For longtime NASCAR fans, Saturday night was a little bit eerie. Cars were racing on NASCAR’s oldest superspeedway…but under the lights? In May? It was the first time a race had been held at Darlington during that month since 1971. However, after a few years of first moving Darlington’s race dates around, then chopping them down from two to one, a Saturday night before Mother’s Day was all Darlington had left to prove that it still belonged in the NASCAR Nextel Cup Series ranks.
Now, of course we know there’s no reason Darlington should have to prove anything. NASCAR’s oldest track steeped in tradition, NASCAR’s best and brightest stars have proved themselves at the Lady in Black through the years, from Petty to Yarborough to Pearson to Gordon. Over 100 races have been run here, at a track unique for its shape and size (1.33 miles) in a racing series that has way too many “cookie-cutter” tracks. But this is the modern-day NASCAR, and Darlington’s 60,000 seats make it the smallest arena on the circuit. When most of the other tracks double your seating capacity, it’s tradition be damned, and Darlington is continually on edge about losing its final race date.
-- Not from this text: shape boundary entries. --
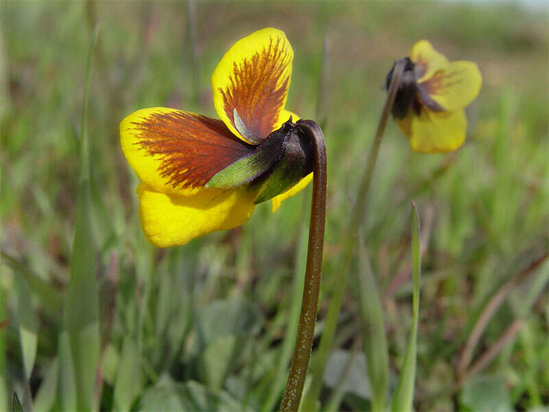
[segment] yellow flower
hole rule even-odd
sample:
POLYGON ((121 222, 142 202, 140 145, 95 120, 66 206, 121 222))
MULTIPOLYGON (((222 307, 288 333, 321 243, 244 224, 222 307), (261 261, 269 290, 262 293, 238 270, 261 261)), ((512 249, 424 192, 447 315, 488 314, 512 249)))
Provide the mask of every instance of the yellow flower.
POLYGON ((272 198, 274 211, 311 181, 299 117, 284 108, 293 56, 283 32, 259 30, 237 41, 213 72, 221 120, 163 107, 122 120, 120 144, 141 181, 139 215, 151 243, 185 244, 240 226, 257 203, 272 198))
MULTIPOLYGON (((393 70, 387 76, 387 87, 393 70)), ((478 94, 482 79, 472 62, 449 62, 431 44, 417 43, 406 58, 393 115, 413 150, 451 152, 465 140, 465 108, 478 94)))

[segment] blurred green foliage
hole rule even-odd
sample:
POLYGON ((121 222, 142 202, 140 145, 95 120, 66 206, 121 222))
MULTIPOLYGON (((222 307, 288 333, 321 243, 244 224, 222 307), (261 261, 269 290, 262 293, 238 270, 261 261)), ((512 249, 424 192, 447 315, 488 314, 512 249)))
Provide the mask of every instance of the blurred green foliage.
MULTIPOLYGON (((413 198, 423 253, 414 408, 546 407, 548 8, 450 2, 196 5, 193 45, 187 3, 0 3, 0 409, 9 407, 14 390, 23 410, 31 396, 36 410, 77 405, 62 308, 75 264, 80 117, 97 20, 102 30, 86 127, 102 382, 93 396, 101 409, 272 409, 281 396, 281 371, 291 347, 286 336, 294 336, 288 325, 295 324, 302 287, 294 279, 303 273, 308 191, 275 214, 260 205, 242 229, 156 250, 141 233, 137 181, 118 140, 120 120, 143 107, 215 116, 209 82, 215 65, 234 41, 266 26, 283 30, 295 51, 288 108, 313 119, 328 111, 329 211, 317 333, 338 282, 342 231, 387 71, 421 38, 451 60, 478 64, 484 84, 468 109, 465 146, 446 155, 413 153, 391 123, 375 172, 364 240, 384 310, 389 392, 412 325, 413 198), (319 82, 328 69, 329 81, 319 82), (328 84, 320 93, 327 101, 317 102, 319 84, 328 84), (502 290, 471 362, 460 369, 471 331, 502 290)), ((364 355, 351 353, 364 335, 353 293, 359 288, 351 279, 320 400, 363 410, 371 385, 368 374, 355 370, 367 367, 364 355), (352 364, 352 385, 334 383, 349 356, 360 359, 352 364)))

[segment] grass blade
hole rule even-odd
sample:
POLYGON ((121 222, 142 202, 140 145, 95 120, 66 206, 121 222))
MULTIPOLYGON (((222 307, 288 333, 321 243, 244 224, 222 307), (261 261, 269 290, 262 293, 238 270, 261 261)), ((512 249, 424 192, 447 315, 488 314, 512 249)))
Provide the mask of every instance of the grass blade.
POLYGON ((413 308, 414 322, 408 342, 404 365, 400 372, 399 383, 393 396, 392 411, 411 411, 414 400, 414 384, 416 375, 416 350, 417 344, 417 323, 419 314, 419 280, 421 276, 421 253, 419 245, 419 216, 416 204, 412 202, 414 227, 412 230, 412 276, 414 283, 413 308))
POLYGON ((358 236, 357 286, 360 308, 364 354, 372 389, 372 411, 384 411, 389 377, 387 336, 383 307, 362 233, 358 236))
POLYGON ((36 317, 32 310, 30 291, 27 284, 17 277, 17 321, 23 354, 25 379, 28 382, 36 358, 36 317))
POLYGON ((65 323, 74 365, 77 407, 80 411, 95 409, 95 374, 100 345, 99 285, 95 277, 95 247, 91 227, 90 154, 86 133, 91 62, 98 32, 97 25, 91 36, 86 73, 71 282, 65 306, 65 323))
POLYGON ((76 410, 76 383, 69 334, 59 335, 59 400, 62 411, 76 410))
POLYGON ((59 381, 59 358, 54 358, 48 366, 34 398, 34 409, 51 411, 56 402, 57 385, 59 381))
POLYGON ((21 402, 19 401, 19 398, 15 391, 13 391, 13 396, 12 396, 12 411, 13 412, 23 412, 21 402))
But I think after Saturday night, we can breathe a sigh of relief. All the Lady in Black had to be to keep its race date was its usual self, and it delivered in fine fashion. The track ate up and spit out its usual collection of race cars: anyone from Kyle Busch, who collected his first “Darlington Stripe,” to his brother Kurt, the defending Nextel Cup champion, who couldn’t complete one lap around the egg-shaped oval before wrecking his race car. Talldeaga wipes out 25 race cars in one full swoop; as Darrell Waltrip said on Saturday night, Darlington does the same thing, but spits them out just one at a time instead of all at once.
But along with the wrecks, we saw some fine racing, with over 20 lead changes, most of those occurring under green-flag conditions. Passing at Darlington is a special skill unto itself, and fascinating to watch: it’s a speedway where drivers are supposed to race the track, not other cars, and just one groove around all four turns makes it near impossible for two cars to fit side-by-side. Still, the race saw its fair share of different leaders, as everyone from Gordon, to Biffle, to Newman, to Kahne took turns at the front.
Most importantly, you had the type of finish Darlington is legendary for. A late-race caution with five laps to go set up a sprint to the finish, with Ryan Newman and Ken Schrader up front on old tires challenged by the rest of the pack on new ones. Newman and Schrader had just two laps to fend off the pack; they could not, and Greg Biffle streaked by for his first victory at NASCAR’s track “Too Tough to Tame.” Not quite as thrilling as the side-by-side battle to the line between Kurt Busch and Ricky Craven in 2003, or the desperate battle between Jeff Gordon and others as he won the Winston Million in 1997.
But the excitement was there. And, most importantly, so were the fans, with the race sold out over a week before the race. You could hear the cheering crowd throughout, and signs posted around the track showed that the fans were making the statement to plead for help in keeping their beloved track alive. The track promoters deserve a medal for what they did this year; NASCAR dropped racing on Mother’s Day years ago due to poor crowds, and how these people were able to grab a sellout crowd on a weekend people usually spend with family is beyond me. They took a “dead” date NASCAR seem to give them in order to justify kicking them off the circuit, and instead left this Saturday night in May with a tradition very much alive.
The Lady in Black put her best foot forward, and told NASCAR how much they need her. The bigger question is now, simply, whether NASCAR realizes it.